Ice House Museum educators and Maranacook Community Middle School students pull up another ice block Wednesday on Maranacook Lake in Readfield. Maranacook Community Middle School students spent most of their school day on the ice learning about ice harvesting and other outdoor activities. Joe Phelan/Kennebec Journal

Since the practice of harvesting ice has become rare, Holman said in the years he tried to get his students to participate, it’s been difficult to find someone who knows how to do it and has the tools to do so. But they had luck contacting Ken Lincoln at the Thompson Ice House Museum, who attended Wednesday and taught the students the practice.

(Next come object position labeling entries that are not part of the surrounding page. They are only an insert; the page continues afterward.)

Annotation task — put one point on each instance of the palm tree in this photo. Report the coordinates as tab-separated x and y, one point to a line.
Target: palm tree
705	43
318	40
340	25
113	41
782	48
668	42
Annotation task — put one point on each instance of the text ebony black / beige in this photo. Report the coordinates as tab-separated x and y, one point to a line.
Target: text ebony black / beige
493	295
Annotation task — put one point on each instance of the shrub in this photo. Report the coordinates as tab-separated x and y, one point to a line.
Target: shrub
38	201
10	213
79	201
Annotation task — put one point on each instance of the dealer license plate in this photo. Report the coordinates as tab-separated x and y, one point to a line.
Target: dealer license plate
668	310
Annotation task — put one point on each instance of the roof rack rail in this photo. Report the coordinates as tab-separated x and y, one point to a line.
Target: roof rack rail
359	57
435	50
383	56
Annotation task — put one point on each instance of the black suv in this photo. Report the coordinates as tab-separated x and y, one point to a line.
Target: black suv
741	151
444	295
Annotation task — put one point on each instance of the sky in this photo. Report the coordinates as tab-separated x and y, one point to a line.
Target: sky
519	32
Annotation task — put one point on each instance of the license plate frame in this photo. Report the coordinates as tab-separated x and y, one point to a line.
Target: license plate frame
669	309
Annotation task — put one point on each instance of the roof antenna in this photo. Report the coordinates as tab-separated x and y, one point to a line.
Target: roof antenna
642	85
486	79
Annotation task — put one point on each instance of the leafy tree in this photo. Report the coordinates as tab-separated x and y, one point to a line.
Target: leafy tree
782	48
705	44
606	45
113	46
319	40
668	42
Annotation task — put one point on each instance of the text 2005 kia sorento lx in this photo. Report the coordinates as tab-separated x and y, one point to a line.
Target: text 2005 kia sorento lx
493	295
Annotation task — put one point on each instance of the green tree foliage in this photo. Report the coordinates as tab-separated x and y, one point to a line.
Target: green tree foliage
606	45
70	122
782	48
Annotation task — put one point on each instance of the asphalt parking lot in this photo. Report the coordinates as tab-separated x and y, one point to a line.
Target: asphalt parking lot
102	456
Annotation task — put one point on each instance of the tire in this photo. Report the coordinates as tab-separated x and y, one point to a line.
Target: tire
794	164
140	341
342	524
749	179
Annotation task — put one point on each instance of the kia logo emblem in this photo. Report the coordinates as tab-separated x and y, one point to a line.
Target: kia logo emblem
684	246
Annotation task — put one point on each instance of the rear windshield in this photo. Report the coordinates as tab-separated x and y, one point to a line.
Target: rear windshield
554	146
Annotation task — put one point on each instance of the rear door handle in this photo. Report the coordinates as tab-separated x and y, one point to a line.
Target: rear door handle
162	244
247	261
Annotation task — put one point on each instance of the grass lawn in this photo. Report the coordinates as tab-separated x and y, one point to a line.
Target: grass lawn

Lincoln is president of museum in South Berwick, where ice is still harvested in an annual event each February. The ice house was built in 1826 by Asa Thompson and was in the Thompson family for five generations up until the 1980s when the family handed over the museum to the historic preservation group. It is believed to be the only commercial ice house on the National Historic Register to continue to harvest and store ice blocks.


Though ice harvesting did not start in Maine, the Kennebec River quickly became one of the largest ice producers in the world, Lincoln said. The big chunks of ice were used as a luxury in some cases, to keep meat and dairy products cold in ice boxes or on methods of transportation, like trains and more morbidly, used to keep dead bodies cold.

Todd Thompson saws ice as Sofia Michaud uses a breaker bar to knock a block loose Wednesday on Maranacook Lake in Readfield. Maranacook Community Middle School students spent most of their school day on the ice learning about ice harvesting and other outdoor activities. Joe Phelan/Kennebec Journal

“There were thousands and thousands of ice (blocks) shipped out and it was actually a larger industry than the lumber industry at one point,” he said. “Ice was a huge industry and now it’s kind of a thing of the past, but we are trying to keep it alive.”

Maranacook Community Middle School is part of Regional School Unit 38 and Readfield, Fayette, Manchester, Mt. Vernon and Wayne send students to the district.

Lincoln taught students the same methods he learned as a young boy growing up harvesting ice on his family’s pond. Though Lincoln has done it for a number of years, he said it is a “physically demanding operation” because it requires people to saw through a foot of ice in the middle of winter.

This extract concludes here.